O resultado da perícia efetuada pelo setor de Perícias do Tribunal Regional do Trabalho da Quarta Região nos recibos juntados no processo n. 0005000-33.2009.5.04.0291 não surpreendeu, vez que o laudo pericial demonstrou que um único recibo de pagamento sofreu anotações em ocasiões diferentes, confirmando a fraude dos documentos acostados. No laudo, a perita constatou que em um determinado grupo de recibos houve a utilização de um mesmo instrumento subscritor, o que se coaduna com a conclusão de que tais recibos, referentes a períodos temporais distintos, foram firmados de forma extemporânea, ou seja, em data diversa da constante nos recibos. A perita ainda constata que alguns destes recibos foram assinados de forma sobreposta, pelo que se conclui que diversos recibos, conforme documentos daquele processo, foram entregues ao autor para assinatura concomitante, embora relativos a período distinto das datas constantes nos documentos.

Da mesma forma o laudo pericial realizado na ação n. 0005200-40.2009.5.04.02912, no seguinte sentido:

“Esse conjunto de discrepâncias não se coaduna, portanto, com a ocorrência de assinatura e/ou preenchimento dos recibos trazidos aos autos pelo reclamante em operação conjunta, mas sim em diferentes oportunidades.

(...) Como antes apontado para o doc. 02 de fl. 159, verificou-se diversidade de etapas no preenchimento de vários dos recibos inspecionados, tendo em vista a intervenção de diferentes punhos escritores no lançamento do texto complementar de um mesmo documento, ou as divergências constatadas quanto à pressão e à caneta empregadas na escrita – distinções essas observadas pelo estudo comparativo a que foram submetidos os traços manuscritos contidos em cada um dos recibos de fls. 12 e 159 a 161.

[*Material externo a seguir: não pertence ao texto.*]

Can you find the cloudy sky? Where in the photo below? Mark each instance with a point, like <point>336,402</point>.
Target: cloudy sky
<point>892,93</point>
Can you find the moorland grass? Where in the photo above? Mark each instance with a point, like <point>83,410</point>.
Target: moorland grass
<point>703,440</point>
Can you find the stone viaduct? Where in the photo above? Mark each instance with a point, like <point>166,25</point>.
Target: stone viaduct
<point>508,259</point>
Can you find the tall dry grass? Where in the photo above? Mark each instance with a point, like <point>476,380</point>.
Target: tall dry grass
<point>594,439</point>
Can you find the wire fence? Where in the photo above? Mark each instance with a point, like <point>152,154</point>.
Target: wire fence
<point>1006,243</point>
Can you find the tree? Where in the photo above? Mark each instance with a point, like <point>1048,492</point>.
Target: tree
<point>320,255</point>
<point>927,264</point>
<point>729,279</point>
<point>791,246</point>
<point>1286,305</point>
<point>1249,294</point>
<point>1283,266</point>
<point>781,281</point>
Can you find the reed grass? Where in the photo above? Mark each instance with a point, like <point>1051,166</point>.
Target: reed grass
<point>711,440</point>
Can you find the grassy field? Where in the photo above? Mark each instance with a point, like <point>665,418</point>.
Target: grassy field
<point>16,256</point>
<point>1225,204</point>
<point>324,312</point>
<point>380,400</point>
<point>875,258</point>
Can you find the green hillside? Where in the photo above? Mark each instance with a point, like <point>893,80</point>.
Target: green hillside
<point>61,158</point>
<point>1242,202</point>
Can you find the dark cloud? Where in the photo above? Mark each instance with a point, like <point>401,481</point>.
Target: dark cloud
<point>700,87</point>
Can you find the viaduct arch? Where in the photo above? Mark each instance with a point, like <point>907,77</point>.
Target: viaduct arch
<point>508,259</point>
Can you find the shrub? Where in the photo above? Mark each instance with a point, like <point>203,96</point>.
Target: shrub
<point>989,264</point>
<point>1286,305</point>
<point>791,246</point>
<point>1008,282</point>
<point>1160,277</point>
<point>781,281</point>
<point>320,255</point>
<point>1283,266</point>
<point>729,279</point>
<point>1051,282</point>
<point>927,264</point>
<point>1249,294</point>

(...) No caso em tela (...) pela natureza dos registros lançados nas diferentes operações de preenchimento, uma delas correspondendo a dizeres cujo teor não enseja variações (como nomes no pagador e da localidade), enquanto que em momento diverso foram apostas aquelas anotações cujo teor dependeria do número de dias trabalhados (como valores, período, dia) ou da pessoa a executar o serviço (nome do quitador), não pode ficar afastada a hipótese de uma preparação previa e parcial dos recibos com registros de presença constante, a serem posteriormente complementados com aqueles de caráter variável.” [grifei].

Ainda que não tenha sido procedida a perícia especificamente nos recibos juntados nesta ação (fl. 12), o fato de terem sido entregues pela procuradora do reclamante numa mesma ocasião, conforme se verificou em outros processos (0005300-92.2009.5.04.0291, 0005800-61.2009.5.04.0291, 0006100-23.2009.5.04.0291, 0006200-75.2009.5.04.0291, 0011700-25.2009.5.04.0291 e 0027500-93.2009.5.04.0291), bem como o fato da notória semelhança entre os documentos, reforça a tese de que os recibos também se encontram eivados do vício da fraude, tal qual demonstrado nos recibos periciados, restando amplamente comprovado nos autos que a parte autora agiu de forma maliciosa no ajuizamento e na instrução deste processo, alterando de forma explícita a verdade dos fatos trazidos ao conhecimento do Juízo.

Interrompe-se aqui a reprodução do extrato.